Er war der einzige anwesende Staatschef und der erste Redner auf der so genannten Antirassismuskonferenz der Uno in Genf. Und er tat wieder einmal das, was alle Welt von ihm erwartete. In seiner Rede ließ der iranische Präsident Mah­moud Ahmadinejad alle im vor der Konferenz von vielen Seiten geäußerten Befürchtungen wahr werden. Israel bezeichnete er als das »rassistischste und barbarischste Regime«, das von den Europäern gegründet worden sei, um die islamische Welt von Zionisten kolonisieren zu lassen. In der schriftlichen Fassung wurde außerdem der Holocaust als »zweifelhaft« bezeichnet, in der Rede sei dies nicht der Fall gewesen, teilte die Uno später mit. Durch alle Medien gingen die Bilder der empörten westlichen Diplomaten, die während Ahmadinejads Rede den Saal verließen, unter ihnen war auch die palästinensische Delegation, die später die Worte des iranischen Präsidenten als »schädlich für die palästinensische Sache« bezeichnete. Kaum ein Eklat war erwartbarer.

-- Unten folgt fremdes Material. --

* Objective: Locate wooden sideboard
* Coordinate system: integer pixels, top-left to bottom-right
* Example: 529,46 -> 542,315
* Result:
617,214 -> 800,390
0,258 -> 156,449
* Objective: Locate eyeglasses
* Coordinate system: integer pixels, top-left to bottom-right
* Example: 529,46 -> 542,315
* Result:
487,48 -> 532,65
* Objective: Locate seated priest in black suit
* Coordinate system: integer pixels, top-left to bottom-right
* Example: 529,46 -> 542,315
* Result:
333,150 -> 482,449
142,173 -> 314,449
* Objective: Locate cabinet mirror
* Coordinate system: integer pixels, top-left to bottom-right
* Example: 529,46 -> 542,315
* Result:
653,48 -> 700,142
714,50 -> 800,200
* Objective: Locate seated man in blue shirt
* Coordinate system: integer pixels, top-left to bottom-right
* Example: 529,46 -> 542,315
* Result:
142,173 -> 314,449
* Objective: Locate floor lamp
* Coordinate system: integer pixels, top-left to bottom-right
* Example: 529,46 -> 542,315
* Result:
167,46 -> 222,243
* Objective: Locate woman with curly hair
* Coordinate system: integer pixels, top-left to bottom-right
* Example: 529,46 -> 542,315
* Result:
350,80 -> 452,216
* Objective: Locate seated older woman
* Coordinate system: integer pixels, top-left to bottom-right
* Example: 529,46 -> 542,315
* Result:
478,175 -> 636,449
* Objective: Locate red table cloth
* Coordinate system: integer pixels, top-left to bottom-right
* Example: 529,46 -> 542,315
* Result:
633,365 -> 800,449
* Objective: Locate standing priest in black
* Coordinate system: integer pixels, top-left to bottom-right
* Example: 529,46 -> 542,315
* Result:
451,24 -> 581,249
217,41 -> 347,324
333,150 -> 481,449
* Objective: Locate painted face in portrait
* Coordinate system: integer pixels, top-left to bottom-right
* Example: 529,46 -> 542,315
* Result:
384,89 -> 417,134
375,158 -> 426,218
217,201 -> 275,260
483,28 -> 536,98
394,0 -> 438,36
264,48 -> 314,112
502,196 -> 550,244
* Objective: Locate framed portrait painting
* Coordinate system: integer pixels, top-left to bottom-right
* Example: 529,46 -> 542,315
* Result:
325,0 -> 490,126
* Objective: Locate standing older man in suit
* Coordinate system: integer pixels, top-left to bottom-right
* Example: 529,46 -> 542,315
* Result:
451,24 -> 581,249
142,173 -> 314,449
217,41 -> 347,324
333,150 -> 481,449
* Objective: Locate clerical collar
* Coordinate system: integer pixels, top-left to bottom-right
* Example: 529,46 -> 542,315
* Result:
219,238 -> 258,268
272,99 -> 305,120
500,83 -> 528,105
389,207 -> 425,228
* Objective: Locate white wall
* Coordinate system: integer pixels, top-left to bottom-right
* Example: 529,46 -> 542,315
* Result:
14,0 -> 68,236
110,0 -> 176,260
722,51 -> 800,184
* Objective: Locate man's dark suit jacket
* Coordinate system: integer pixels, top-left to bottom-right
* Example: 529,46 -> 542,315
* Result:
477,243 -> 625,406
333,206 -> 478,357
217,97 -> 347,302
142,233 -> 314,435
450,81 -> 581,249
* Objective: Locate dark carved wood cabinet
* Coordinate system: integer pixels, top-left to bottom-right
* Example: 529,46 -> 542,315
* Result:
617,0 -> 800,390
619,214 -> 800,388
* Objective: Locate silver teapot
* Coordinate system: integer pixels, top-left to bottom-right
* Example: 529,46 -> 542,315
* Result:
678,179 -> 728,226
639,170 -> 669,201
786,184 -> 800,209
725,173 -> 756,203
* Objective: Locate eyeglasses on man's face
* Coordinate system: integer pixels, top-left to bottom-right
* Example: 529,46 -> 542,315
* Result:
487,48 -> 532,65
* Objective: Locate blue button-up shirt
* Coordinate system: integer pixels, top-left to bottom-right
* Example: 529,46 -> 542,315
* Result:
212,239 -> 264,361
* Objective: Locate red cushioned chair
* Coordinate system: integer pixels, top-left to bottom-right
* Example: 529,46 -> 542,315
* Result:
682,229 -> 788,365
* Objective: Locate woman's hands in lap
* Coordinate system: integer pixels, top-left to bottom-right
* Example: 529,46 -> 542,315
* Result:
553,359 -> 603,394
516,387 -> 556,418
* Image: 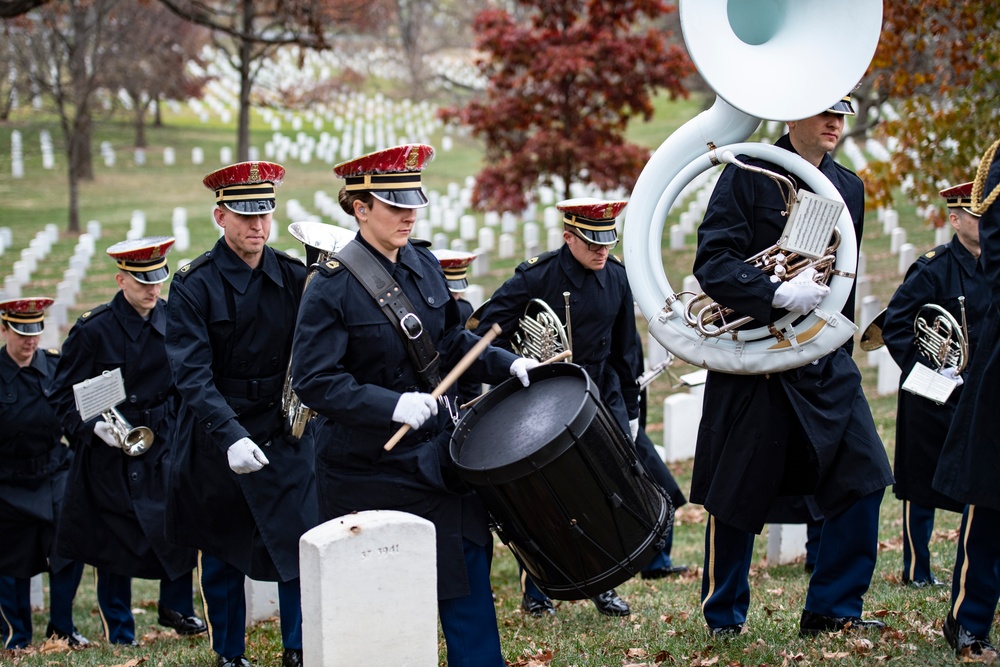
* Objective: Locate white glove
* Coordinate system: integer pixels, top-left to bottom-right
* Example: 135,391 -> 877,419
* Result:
94,421 -> 121,449
938,366 -> 965,387
226,438 -> 270,475
771,268 -> 830,315
510,357 -> 538,387
392,391 -> 437,430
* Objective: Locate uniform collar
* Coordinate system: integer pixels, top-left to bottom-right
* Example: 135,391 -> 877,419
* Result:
948,234 -> 979,276
111,290 -> 167,342
774,133 -> 834,174
356,234 -> 423,278
214,237 -> 284,294
0,345 -> 45,382
559,243 -> 611,289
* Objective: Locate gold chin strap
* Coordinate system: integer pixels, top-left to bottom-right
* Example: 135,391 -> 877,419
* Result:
971,139 -> 1000,215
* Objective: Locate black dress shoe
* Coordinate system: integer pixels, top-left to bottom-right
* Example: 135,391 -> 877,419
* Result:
157,605 -> 208,635
590,590 -> 632,616
640,565 -> 688,579
941,611 -> 997,662
521,593 -> 556,616
45,623 -> 90,646
799,611 -> 885,637
216,655 -> 253,667
708,623 -> 743,638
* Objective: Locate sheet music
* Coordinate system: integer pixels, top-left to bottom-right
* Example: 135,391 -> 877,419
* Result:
903,363 -> 958,405
73,368 -> 125,421
778,190 -> 844,259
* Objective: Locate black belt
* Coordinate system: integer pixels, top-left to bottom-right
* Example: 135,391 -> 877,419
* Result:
215,375 -> 285,401
335,239 -> 441,389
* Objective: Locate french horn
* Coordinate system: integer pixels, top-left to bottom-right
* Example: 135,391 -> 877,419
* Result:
623,0 -> 882,374
281,220 -> 357,442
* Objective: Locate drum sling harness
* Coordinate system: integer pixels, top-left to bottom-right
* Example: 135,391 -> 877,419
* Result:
336,239 -> 441,391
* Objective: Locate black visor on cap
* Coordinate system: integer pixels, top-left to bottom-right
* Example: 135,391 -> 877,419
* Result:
126,264 -> 170,285
7,320 -> 45,336
574,225 -> 618,245
222,199 -> 275,215
827,100 -> 855,116
369,188 -> 427,208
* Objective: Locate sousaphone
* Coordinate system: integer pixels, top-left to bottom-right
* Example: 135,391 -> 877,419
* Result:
623,0 -> 882,374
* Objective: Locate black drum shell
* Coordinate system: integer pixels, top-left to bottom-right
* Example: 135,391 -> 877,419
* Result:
449,363 -> 673,600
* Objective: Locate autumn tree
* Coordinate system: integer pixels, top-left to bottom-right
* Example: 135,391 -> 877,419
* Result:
442,0 -> 694,211
861,0 -> 1000,224
160,0 -> 378,161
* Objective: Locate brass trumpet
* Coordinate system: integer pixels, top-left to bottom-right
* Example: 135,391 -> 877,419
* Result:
101,408 -> 156,456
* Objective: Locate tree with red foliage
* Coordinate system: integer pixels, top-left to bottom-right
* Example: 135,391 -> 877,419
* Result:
441,0 -> 694,211
859,0 -> 1000,219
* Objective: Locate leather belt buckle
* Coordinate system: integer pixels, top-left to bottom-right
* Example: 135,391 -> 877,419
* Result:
399,313 -> 424,340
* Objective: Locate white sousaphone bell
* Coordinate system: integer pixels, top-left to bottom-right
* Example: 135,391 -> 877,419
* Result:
624,0 -> 882,374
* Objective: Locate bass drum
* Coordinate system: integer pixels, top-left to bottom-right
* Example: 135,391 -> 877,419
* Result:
450,363 -> 673,600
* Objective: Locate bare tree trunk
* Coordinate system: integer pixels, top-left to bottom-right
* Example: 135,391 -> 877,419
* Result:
132,100 -> 146,148
236,0 -> 254,162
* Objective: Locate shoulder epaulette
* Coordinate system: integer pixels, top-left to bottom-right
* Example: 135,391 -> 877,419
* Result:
917,243 -> 948,264
271,248 -> 305,264
517,250 -> 559,271
309,257 -> 347,275
174,250 -> 212,277
77,303 -> 111,322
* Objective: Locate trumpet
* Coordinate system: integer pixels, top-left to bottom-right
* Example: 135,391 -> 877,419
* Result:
101,408 -> 156,456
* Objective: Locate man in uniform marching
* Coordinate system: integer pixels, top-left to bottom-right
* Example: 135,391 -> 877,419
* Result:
0,297 -> 90,649
476,198 -> 682,616
52,236 -> 206,645
167,162 -> 317,667
882,183 -> 990,586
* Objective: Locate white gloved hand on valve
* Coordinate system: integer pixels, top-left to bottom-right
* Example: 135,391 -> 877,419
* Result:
938,366 -> 965,387
94,420 -> 121,449
771,268 -> 830,315
510,357 -> 538,387
392,391 -> 437,430
226,438 -> 270,475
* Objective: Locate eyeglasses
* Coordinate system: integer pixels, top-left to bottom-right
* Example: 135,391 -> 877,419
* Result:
573,232 -> 620,252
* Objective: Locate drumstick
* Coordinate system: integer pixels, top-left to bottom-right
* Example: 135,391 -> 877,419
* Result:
458,350 -> 573,410
382,324 -> 501,452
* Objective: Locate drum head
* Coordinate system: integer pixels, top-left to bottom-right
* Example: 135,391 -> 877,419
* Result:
450,363 -> 600,483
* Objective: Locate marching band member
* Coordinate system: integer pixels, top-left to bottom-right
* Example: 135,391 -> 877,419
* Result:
690,96 -> 892,636
882,183 -> 990,586
477,198 -> 679,616
167,162 -> 316,667
933,142 -> 1000,662
291,144 -> 536,667
0,297 -> 90,649
52,236 -> 206,645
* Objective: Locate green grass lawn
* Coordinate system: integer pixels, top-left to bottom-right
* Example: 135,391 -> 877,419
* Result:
0,90 -> 958,667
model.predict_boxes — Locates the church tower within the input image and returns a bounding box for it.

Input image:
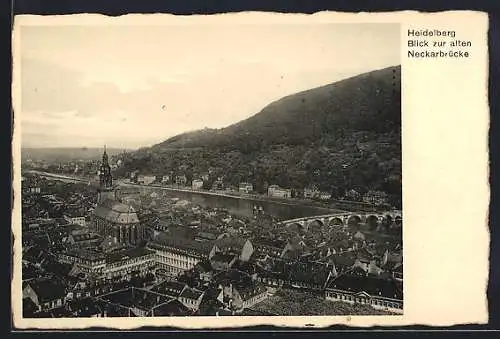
[97,146,115,203]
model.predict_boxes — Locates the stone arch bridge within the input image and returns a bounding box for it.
[279,211,403,231]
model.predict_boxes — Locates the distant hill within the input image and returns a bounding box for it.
[115,66,401,206]
[21,147,130,162]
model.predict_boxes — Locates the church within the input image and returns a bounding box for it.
[91,148,145,246]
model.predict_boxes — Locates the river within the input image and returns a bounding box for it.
[26,171,341,220]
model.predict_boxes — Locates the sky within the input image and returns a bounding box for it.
[20,23,400,148]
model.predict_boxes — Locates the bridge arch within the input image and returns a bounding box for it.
[347,214,362,227]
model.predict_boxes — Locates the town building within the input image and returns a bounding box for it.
[103,247,156,280]
[137,174,156,185]
[96,287,192,317]
[178,287,204,311]
[148,233,216,276]
[238,182,253,194]
[363,191,388,205]
[304,185,320,199]
[175,174,187,186]
[64,209,87,226]
[319,192,332,200]
[59,249,106,276]
[191,179,203,190]
[267,185,292,199]
[325,274,403,313]
[23,278,66,311]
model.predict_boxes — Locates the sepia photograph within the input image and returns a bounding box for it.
[15,20,404,318]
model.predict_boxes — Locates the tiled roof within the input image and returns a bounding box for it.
[210,253,235,264]
[28,279,66,301]
[153,300,192,317]
[94,199,139,224]
[149,233,217,255]
[215,237,247,249]
[151,280,187,297]
[179,288,203,300]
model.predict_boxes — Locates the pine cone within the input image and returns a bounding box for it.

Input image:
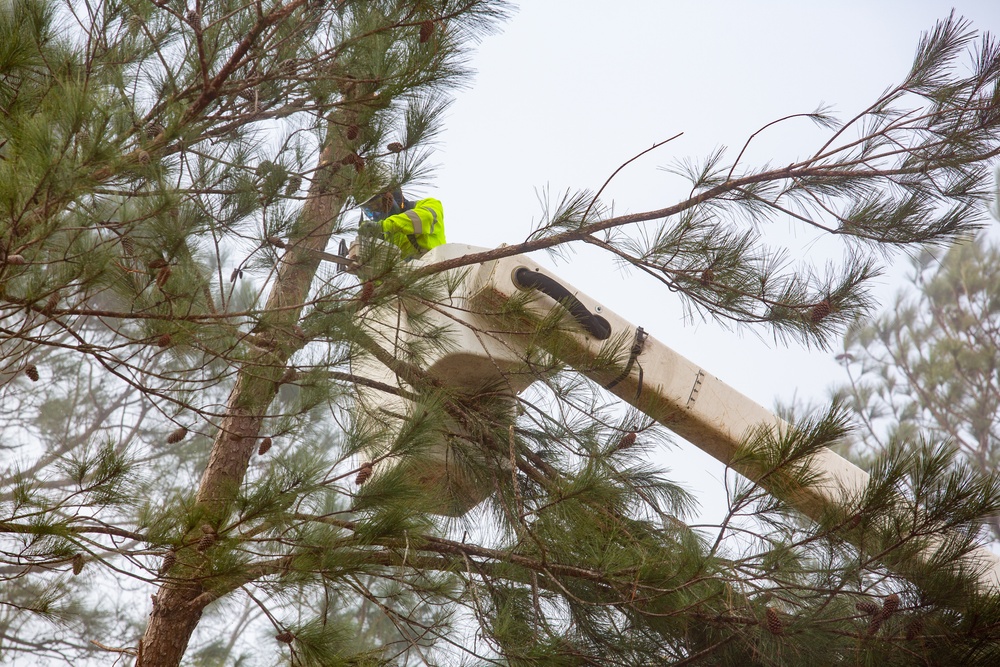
[809,299,833,324]
[195,533,216,553]
[354,461,372,486]
[156,266,173,289]
[764,607,784,635]
[358,280,375,303]
[879,593,899,621]
[342,153,365,174]
[854,600,879,616]
[158,549,177,577]
[420,21,434,44]
[167,426,187,445]
[42,292,59,315]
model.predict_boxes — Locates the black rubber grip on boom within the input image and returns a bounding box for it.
[514,266,611,340]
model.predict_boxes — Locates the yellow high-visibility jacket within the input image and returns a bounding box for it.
[382,198,446,257]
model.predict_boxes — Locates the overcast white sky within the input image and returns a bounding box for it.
[424,0,1000,514]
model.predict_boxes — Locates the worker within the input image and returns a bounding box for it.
[359,188,445,259]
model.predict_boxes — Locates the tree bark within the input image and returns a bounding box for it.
[136,112,353,667]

Obwohl noch Dutzende Staaten und fast 200 NGO auf der Rednerliste standen, beschloss die Konferenzleitung nach Ahmadinejads Rede hastig, die Verabschiedung der Abschlusserklärung um drei Tage vorzuziehen. Ein Tag nach Ahmadinejads Rede war die zuvor in zähen Verhandlungen erarbeitete Abschlussresolution der Konferenz ohne Abstimmung verabschiedet, begründet wurde die Entscheidung mit der Absicht, einen Eklat »in letzter Minute« zu vermeiden. Damit war sogar der so sorgsam konstruierte Schein einer offenen und partizipativen Konferenz zerstört, und der Antirassismusgipfel wurde endgültig zu der Farce, die viele Kritiker von Beginn an prognostiziert hatten.
Zwar gab es Kritik an Ahmadinejad vom UN-Generalsekretär Ban Ki-moon, und auch die UN-Hochkommissarin für Menschenrechte, Navi Pillay, zeigte sich »enttäuscht«. Dies konnte jedoch nicht verhindern, dass sich die Rede, die außerdem noch auf den jüdischen Holocaustgedenktag fiel, wie ein gespenstischer Schleier über die gesamte Konferenz legte und die Atmosphäre bis zur letzten Minute bestimmte. Denn allen, die es sehen wollten, führte Ahmadinejad das grundsätzliche Problem der UN-Antirassismuspolitik klar und deutlich vor Augen: Sie wird von Rassisten bestimmt. Die Meinungshoheit über Menschenrechtsfragen konnten wieder jene Diktaturen des Nahen und Mittleren Ostens für sich beanspruchen, die auch eine Stimmenmehrheit hinter sich wissen. Die Rede ist von Ländern wie Iran, Libyen, Syrien oder Sudan, die Minderheiten und Dissidenten brutal unterdrücken und den Genozid entweder predigen, wie der Iran, oder betreiben, wie in Darfur. Auch unzählige NGO, die unter dem Einfluss dieser Regimes stehen – wie die Gaddafi Foundation, die Islamic Commission for Human Rights oder Ittijah –, nahmen an der Konferenz teil. Sie lancierten Aufrufe zum boykott Israels und bedienten sich auf Plakaten in bewährter Bildsprache der Gleichsetzung von Hakenkreuz und Davidstern. Dass die Rede des iranischen Präsidenten für die Medien das große Highlight der Konferenz darstellte, war zu erwarten. Ihre Ergänzung fanden Ahmadinejads Wor­te im Rahmen der Konferenz in einer Reihe von Nebenveranstaltungen, auf denen derselbe Ton an­geschlagen wurde. So diskutierten auf zahlreichen so genannten Side Events Vertreter dieser Gruppen über »Islamophobie«, »Diffamierung des Islam« und das »zionistische Regime«.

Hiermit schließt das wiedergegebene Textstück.